Chapter 15




EVERYONE IS HAPPY

Mr. Frog led the angry Beaver around to the front of his shop, while the others followed, and pointed to his sign.

"There!" he said. "Don't you see that I claim to be an unfashionable tailor? You'll have to keep that suit, and pay me for it, too. And so will everybody else."

But the whole Beaver family cried out that they objected. "No one ever pays his tailor," they told Mr. Frog. "It's not the fashionable thing to do."

Even then Ferdinand Frog continued to smile at them. He was such an agreeable chap!

"I know it's not fashionable now," he admitted, "but it will be five years from now. And since it's my way to collect on delivery, I'll thank you to step up one at a time and pay me. . . . And please don't crowd!" he added.

There was really no need of that last warning, because nobody made a move.

Mr. Frog, however, was not dismayed. He leaped suddenly into the air and alighted directly in front of a Beaver known among his friends as Stingy Steve—the very one to whom Mr. Frog had just shown his sign.

"Pay up, please!" Ferdinand Frog said.

"How much do I owe you?" the uneasy Beaver asked him.

"Sixty!" Mr. Frog told him, with a grin.

Stingy Steve thrust his hand inside the pocket of his new trousers, from which he slowly drew one of Mr. Frog's tape-measures—of which the tailor had at least a dozen. Mr. Frog was always tucking them away in odd places.

"Here!" Stingy Steve cried. "Here's your pay—sixty inches, neither more nor less!"

But Ferdinand Frog only laughed and told him that he didn't mean inches. That, he explained, was no pay at all.

"I know," Stingy Steve replied. "I know it's not the fashionable way to pay a bill at present. But it will be five years from now. And what's more, you can't prove that what I say isn't true."

For a few moments Mr. Frog stood there gasping. And pretty soon he noticed that his customers were all busily picking up chips and sticks and pebbles. At first he thought they were going to throw them at him; and he was all ready to jump.

But he soon found that he was mistaken.

"Here! Here's your pay, Mr. Frog!" they began to cry. And to their astonishment Mr. Frog began to laugh.

"I don't want any pay," he declared. "Will you all promise to wear your new clothes if I make them free?"

"Yes! Yes! Yes!" sounded on all sides.

"Then it's a bargain!" Ferdinand Frog shouted. And he leaped into the air and kicked his heels together three times.

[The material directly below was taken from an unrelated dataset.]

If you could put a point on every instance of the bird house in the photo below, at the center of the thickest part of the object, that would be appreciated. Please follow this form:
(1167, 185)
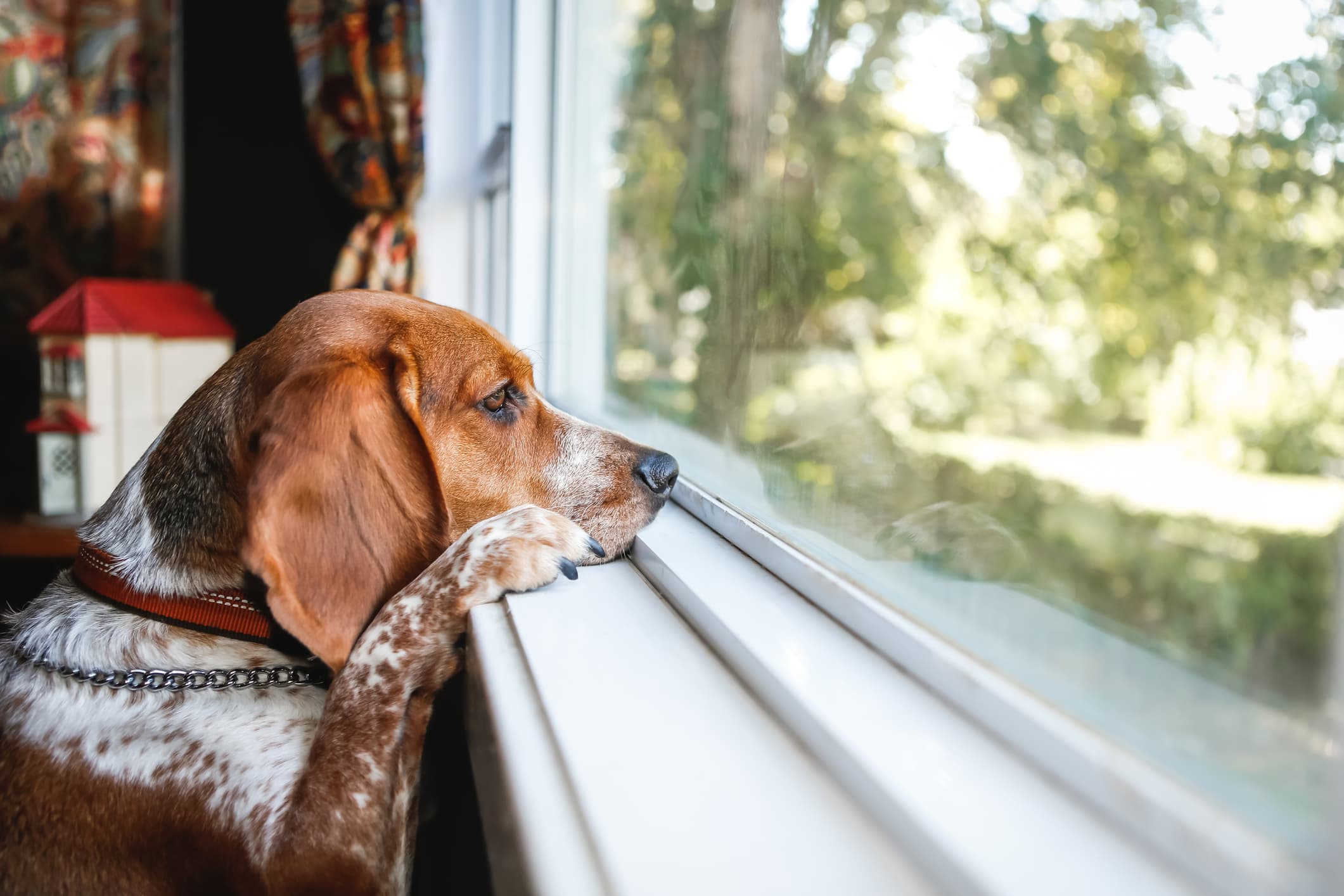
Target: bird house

After that he turned a back somersault, and then he rolled over and over until he landed with a great splash in the pond.

Deep down on the muddy bottom Mr. Frog laughed as if he could never stop. The Beavers on the bank could neither see nor hear him. And he knew there was no danger of their thinking him impolite, especially when he said:

"They don't even know that I've played a trick on them! And what a terrible sight they are! I've never seen any company that looked the least bit like them."